# Gödel Incompleteness Theorem - Primitive Recursive Functions

I'm currently studying Gödel's Incompleteness Theorem and I am in doubt about his use of primitive recursive functions.

To study it, i'm in the point of view of a system of predicate logic with the theory of Peano Arithmetic. That predicate logic has the extensions of equality (symbol $=$ defined) and function symbols.

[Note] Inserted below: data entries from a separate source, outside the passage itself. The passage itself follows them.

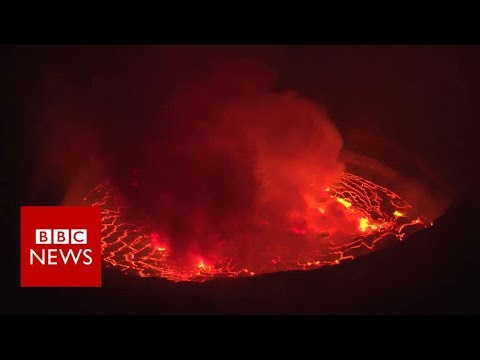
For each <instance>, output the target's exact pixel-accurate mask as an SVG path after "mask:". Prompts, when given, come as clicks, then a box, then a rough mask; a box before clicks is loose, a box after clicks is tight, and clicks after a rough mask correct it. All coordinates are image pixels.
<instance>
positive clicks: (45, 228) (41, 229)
mask: <svg viewBox="0 0 480 360" xmlns="http://www.w3.org/2000/svg"><path fill="white" fill-rule="evenodd" d="M101 252H102V249H101V208H100V207H97V206H94V207H84V206H22V207H21V286H22V287H100V286H102V254H101Z"/></svg>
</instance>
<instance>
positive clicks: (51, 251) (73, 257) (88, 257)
mask: <svg viewBox="0 0 480 360" xmlns="http://www.w3.org/2000/svg"><path fill="white" fill-rule="evenodd" d="M35 234H36V236H35V244H37V245H51V244H54V245H69V244H71V245H86V244H87V229H71V230H70V229H53V231H52V229H36V230H35ZM70 234H71V236H70ZM70 239H71V240H70ZM91 255H92V249H77V251H75V250H72V249H64V248H58V249H45V248H42V250H41V253H40V254H39V253H38V252H37V251H35V249H30V265H33V264H34V263H35V260H36V261H37V263H38V264H42V265H45V264H46V265H57V264H58V262H60V263H63V264H65V265H67V264H68V263H69V261H70V262H73V263H74V264H75V265H76V264H78V263H79V261H80V258H83V260H82V263H83V264H84V265H88V266H90V265H92V263H93V260H92V256H91Z"/></svg>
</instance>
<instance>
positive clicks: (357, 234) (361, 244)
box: [85, 173, 426, 281]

1) In Gödel's proof he defines in some point the primitive recursive functions. Those definitions are necessary even if i'm using the function symbols extensions for predicate logic? The function symbols already offer an way of composing functions. An function $f \in F$ has the form of $f(t_1, t_2, \dotsc, t_n)$ where $t_n$ is any term of the logical system. But a function $f$ represents a term too. So we can compose functions like in $f(g(x))$ where $t_1=g(x)$. I don't see where the primitive recursion rule would give some benefit.

2) Another doubt is whether the primitive recursive functions is in the syntax domain or in the semantics domain. If in the semantic domain, how can I use expressions from inside the logical system? For example, in defining those functions i use the concepts $\forall$, $\exists$, $\land$ and the like.

3) At some point in the proof, he introduces the representability concept. It afirms that any definable relation can be expressed as a formula of the system. Why is this used for?

• Representability shows that (among others) the primitive recursive functions have analogues within the system. This is part of what makes it possible for the system to "talk about itself" (via indexing). – André Nicolas May 25 '12 at 14:46

What this is used for is to connect "correct proof" at the metalevel with a property in the formal system. Gödel proves that "$x$ is (the Gödel number of) a valid proof of formula $y$" is a primitive recursive property, and therefore there is a formula in the system itself that is provable exactly when you plug in numerals for Gödel numbers of valid proofs. This is the core of the construction of an undecidable sentence.